The keys to the New Safe Confinement (NSC) system built around the site of the 1986 Chernobly nuclear plant disaster have been handed over to Ukraine, the exchange a significant milestone that allows the trial run for operations of the NSC has been successful.

Chernobyl site The European Bank for Reconstruction and Development formally passed along ownership of the project and the massive containment system for the damaged plant on July 10, according to media reports. The signature achievement was construction of a 36,000 ton arch built in halves near the accident site, then put together and moved into place over the third and fourth power units at the plant. The arch is also 108 meters high, 162 meters long and has a span of 257 meters. It is expected to last 100 years, allowing for decommissioning of the plant. It cost $1.69 billion to build and is the largest movable land-based object ever built.

Besides long-term maintenance and decommissioning, the next step, according to Ukraine President Volodymyr Zelensky is to turn the lemon into lemonade. Since April 1986, when the accident occurred, it has been hard to recall one defining incident or achievement by Ukraine beyond the enormous white elephant in the room – the power plant where the worst nuclear power plant accident occurred. Now that the site is safely tucked under the massive arch, President Zelensky said it was time to turn the site into a tourist attraction. The change in ownership of the site signifies a new era has begun, he said. “Until now, Chernobyl has been a negative component of the Ukrainian brand. It’s time to change that.”

”We must showcase this place to the world, to scientists, ecologists, historians, tourists,” he said.

Tourists have already figured this out.
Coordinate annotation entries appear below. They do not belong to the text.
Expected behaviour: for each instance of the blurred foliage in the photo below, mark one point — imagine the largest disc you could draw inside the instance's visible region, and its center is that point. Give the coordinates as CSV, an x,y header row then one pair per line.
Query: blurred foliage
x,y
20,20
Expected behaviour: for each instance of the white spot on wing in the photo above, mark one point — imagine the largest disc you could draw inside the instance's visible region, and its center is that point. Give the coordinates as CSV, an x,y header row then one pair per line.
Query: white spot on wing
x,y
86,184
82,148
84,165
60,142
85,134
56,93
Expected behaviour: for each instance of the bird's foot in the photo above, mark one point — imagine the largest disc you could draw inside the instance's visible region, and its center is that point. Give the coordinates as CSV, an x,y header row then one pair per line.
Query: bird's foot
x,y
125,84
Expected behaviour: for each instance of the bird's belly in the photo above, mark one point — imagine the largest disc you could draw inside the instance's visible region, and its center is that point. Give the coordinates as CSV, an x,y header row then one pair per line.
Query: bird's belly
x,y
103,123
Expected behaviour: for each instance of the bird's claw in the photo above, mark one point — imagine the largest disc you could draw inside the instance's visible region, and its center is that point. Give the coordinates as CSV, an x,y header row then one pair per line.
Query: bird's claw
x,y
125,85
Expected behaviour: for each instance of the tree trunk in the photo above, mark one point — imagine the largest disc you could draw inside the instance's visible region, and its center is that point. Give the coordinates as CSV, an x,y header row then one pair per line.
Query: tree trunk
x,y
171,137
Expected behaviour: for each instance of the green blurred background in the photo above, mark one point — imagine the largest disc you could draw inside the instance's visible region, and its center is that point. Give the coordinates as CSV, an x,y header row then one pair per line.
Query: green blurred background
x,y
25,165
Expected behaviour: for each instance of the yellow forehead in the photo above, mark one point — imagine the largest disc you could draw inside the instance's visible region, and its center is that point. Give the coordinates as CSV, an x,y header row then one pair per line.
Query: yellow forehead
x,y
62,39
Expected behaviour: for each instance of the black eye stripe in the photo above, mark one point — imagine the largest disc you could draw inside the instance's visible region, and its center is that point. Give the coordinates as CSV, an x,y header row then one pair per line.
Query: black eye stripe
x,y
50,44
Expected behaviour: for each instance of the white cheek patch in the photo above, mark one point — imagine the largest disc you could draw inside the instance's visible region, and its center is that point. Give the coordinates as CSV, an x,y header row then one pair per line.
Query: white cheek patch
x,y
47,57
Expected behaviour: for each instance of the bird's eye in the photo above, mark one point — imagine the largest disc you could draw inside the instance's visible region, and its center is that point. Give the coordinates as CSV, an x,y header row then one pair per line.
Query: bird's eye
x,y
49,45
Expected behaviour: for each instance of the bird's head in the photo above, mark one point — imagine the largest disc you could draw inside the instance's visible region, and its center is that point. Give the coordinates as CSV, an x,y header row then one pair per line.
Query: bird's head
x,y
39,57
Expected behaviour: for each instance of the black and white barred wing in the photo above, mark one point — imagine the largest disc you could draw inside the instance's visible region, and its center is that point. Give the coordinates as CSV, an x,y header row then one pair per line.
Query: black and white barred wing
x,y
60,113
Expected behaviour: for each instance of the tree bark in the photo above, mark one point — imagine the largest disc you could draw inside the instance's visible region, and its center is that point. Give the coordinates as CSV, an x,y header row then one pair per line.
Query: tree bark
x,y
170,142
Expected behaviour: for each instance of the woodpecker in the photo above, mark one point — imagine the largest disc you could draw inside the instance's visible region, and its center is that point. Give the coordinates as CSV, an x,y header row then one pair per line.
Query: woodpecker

Close to 70,000 tourists visited the site last year, viewing the enormous sarcophagus and visiting the nearby town of Pripyat, which was built to house workers at the plant.

Ecological studies have long indicated a surprising recovery among wildlife in the area. Brown bear, bison, wolves, lynx and Przewalksi horses, along with 200 species of birds now inhabit the area that is, ironically, void of human activity. The nearby forest that is in Ukraine and neighboring Belarus, which died immediately after the accident remains an exclusion zone for humans. Yet remote cameras sited in the exclusion zone show a startling recovery of plants and animals 33 years after the accident.

According to Nuclear Engineering International, the Association of Chernobyl Tour Operators is attempting to have the exclusion zone designated as a World Heritage site by UNESCO.